David Steel's views on abortion were considered to be front page news in The Guardian today. The former Liberal leader, who was the architect of the 1967 Act which legalised abortion, is quoted by the paper as saying: "Everybody can agree that there are too many abortions."
Yet if you turn to the actual interview which prompted the news story, he actually says something very different. There, he states: "I don't think we had expected anything like those numbers," he concedes, "but when people say there are 'too many' I say: 'All right, you give me the right figure.' And of course, nobody can."
Now, I don't know whether Steel gave contradictory quotes to The Guardian or whether the newspaper has somehow mistakenly reported or distorted his quotes in search of a better news story. Either are entirely possible and it doesn't really matter.
What does matter is how sensible Steel's approach to the issue is. He clearly has no appetite for restricting access to abortion, and indeed seems to support relaxing the requirement for two doctors to approve of a termination.
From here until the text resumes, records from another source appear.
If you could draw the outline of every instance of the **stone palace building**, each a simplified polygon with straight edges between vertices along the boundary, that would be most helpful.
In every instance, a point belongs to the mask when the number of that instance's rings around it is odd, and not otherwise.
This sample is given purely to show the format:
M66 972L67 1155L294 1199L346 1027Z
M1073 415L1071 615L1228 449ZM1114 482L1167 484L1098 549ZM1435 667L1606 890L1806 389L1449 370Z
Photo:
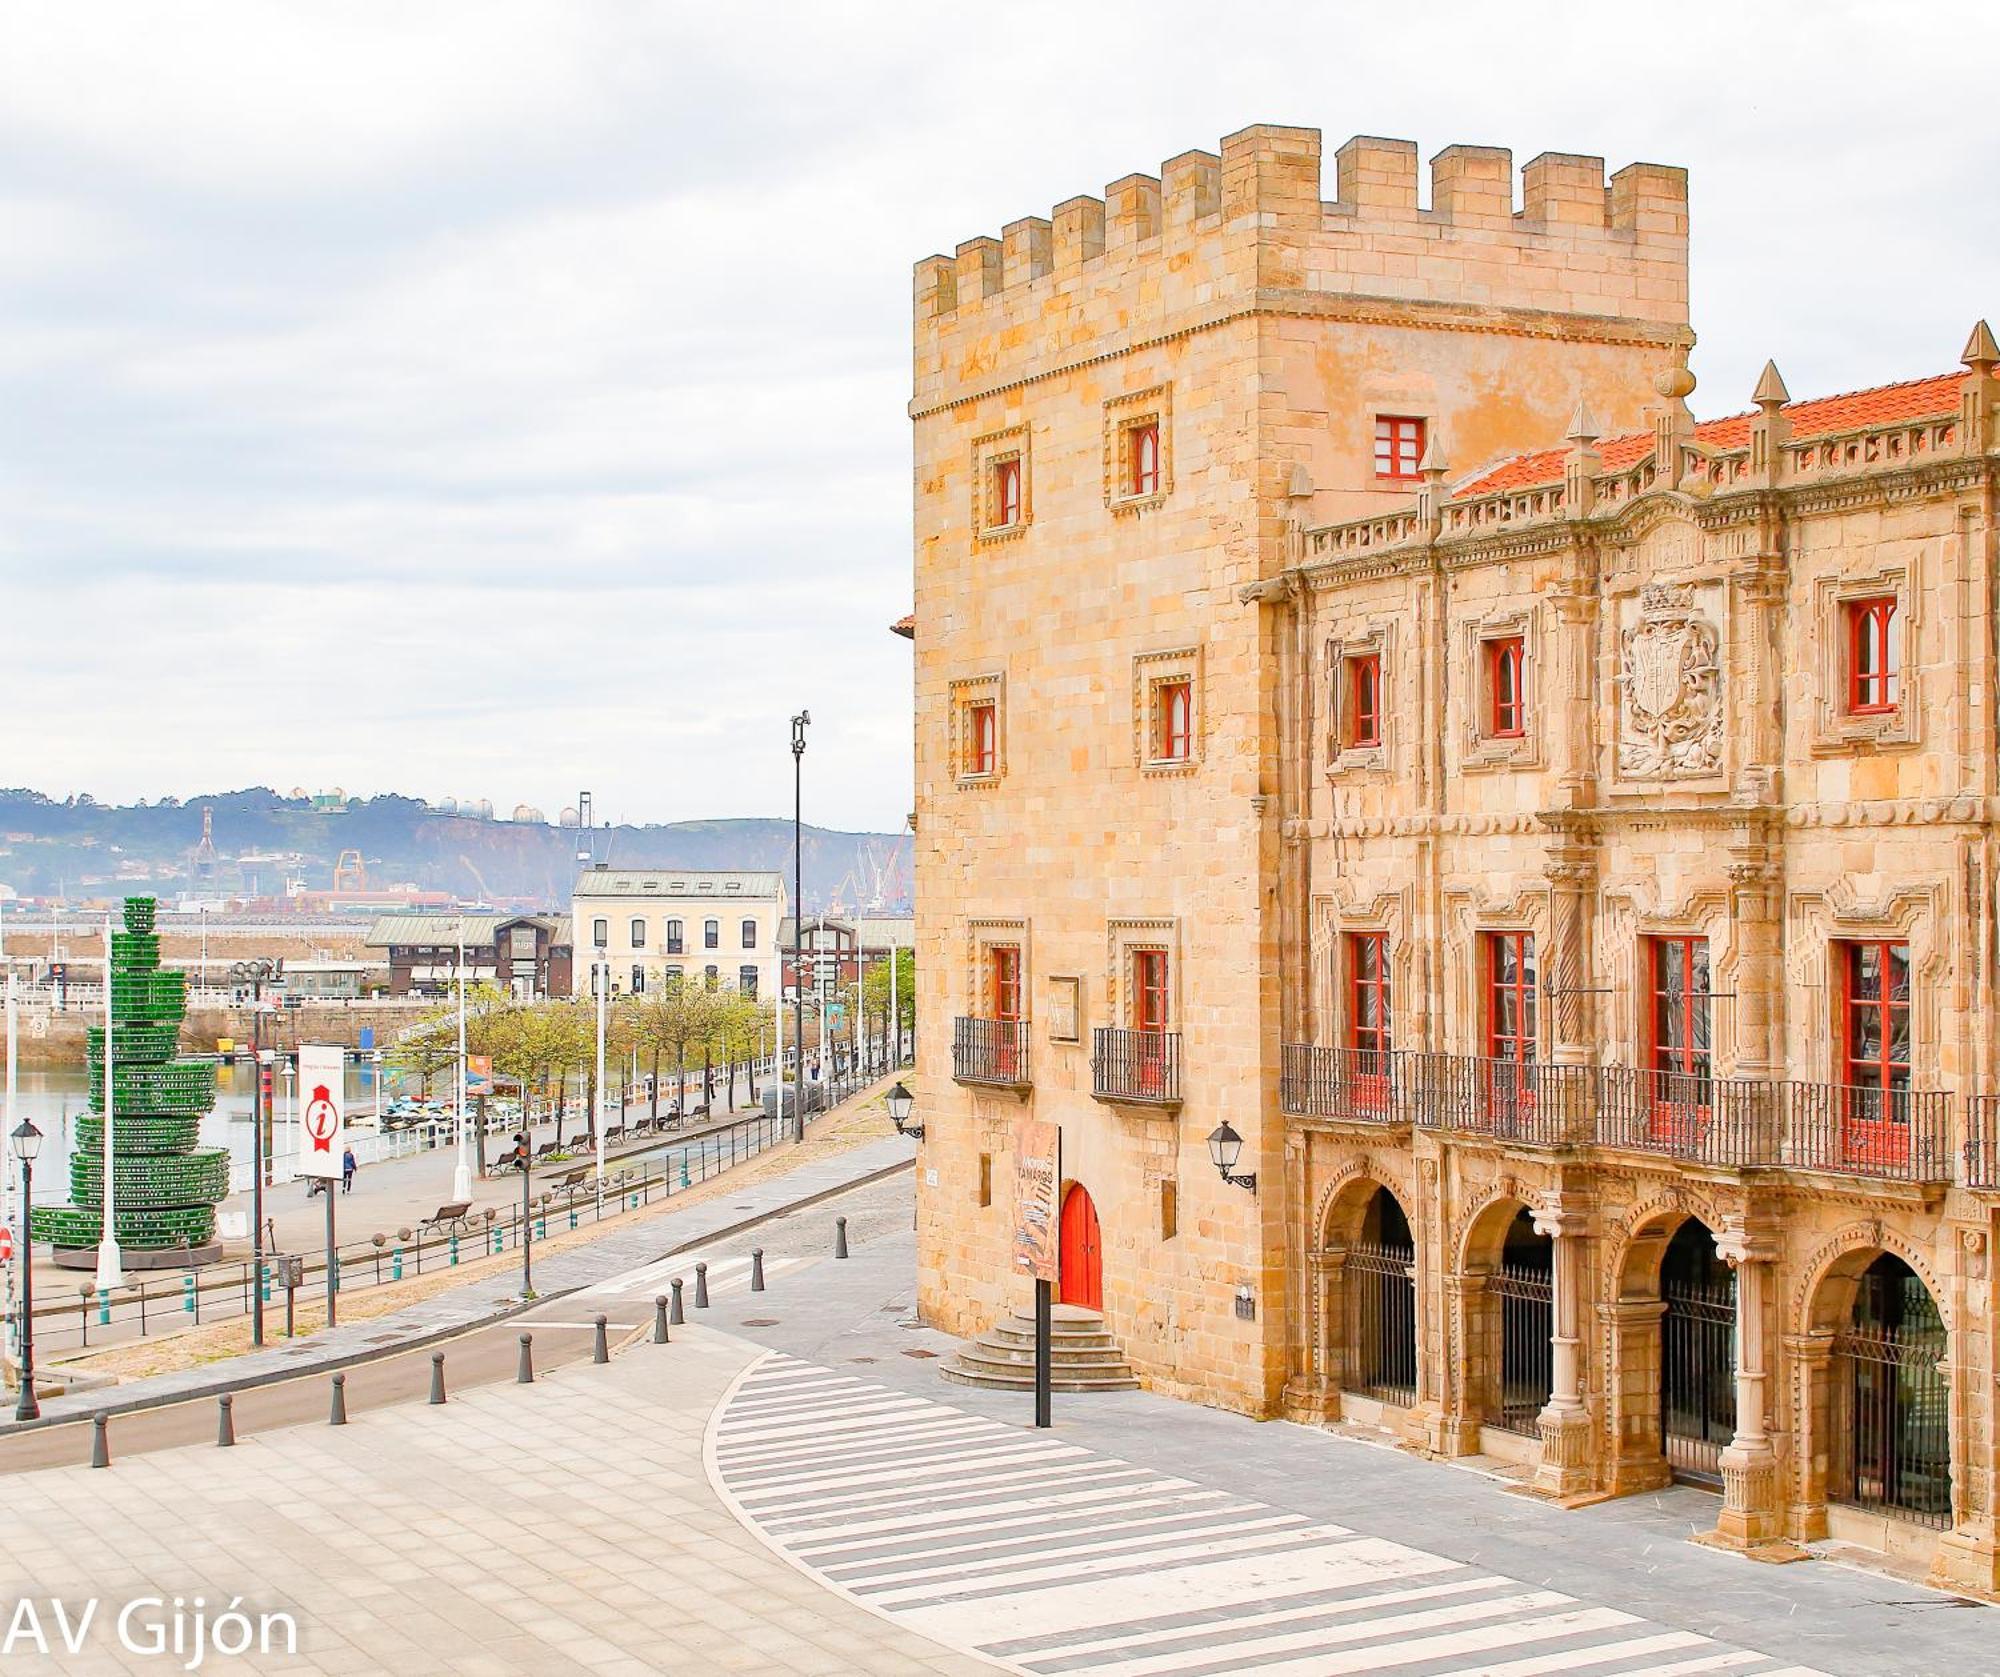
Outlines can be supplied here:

But he quite rightly says that the abortion issue has to be seen in the context of policies on contraception. It's clearly far better for pregnancy to be avoided by means of effective use of contraception than for abortion to be seen as means of contraception. That in turn requires good sex education to ensure that women and men can make their own choices on the subject. Abstinence programmes on their own are largely ineffective.
But overall, Steel is right to highlight that criminalising abortion means that poorer women are likely to suffer from back street abortionists, while richer ones can always find ways around the law. We should also remember that when abortion was illegal, levels of infanticide were also significantly higher, whereas I recall reading a few years ago that government no longer bothers to collect statistics on that, as it is now so rare.
That doesn't mean that we all necessarily have to approve of the numbers of abortions being performed each year. In the words of Bill Clinton: "Abortion should be safe, legal - and rare."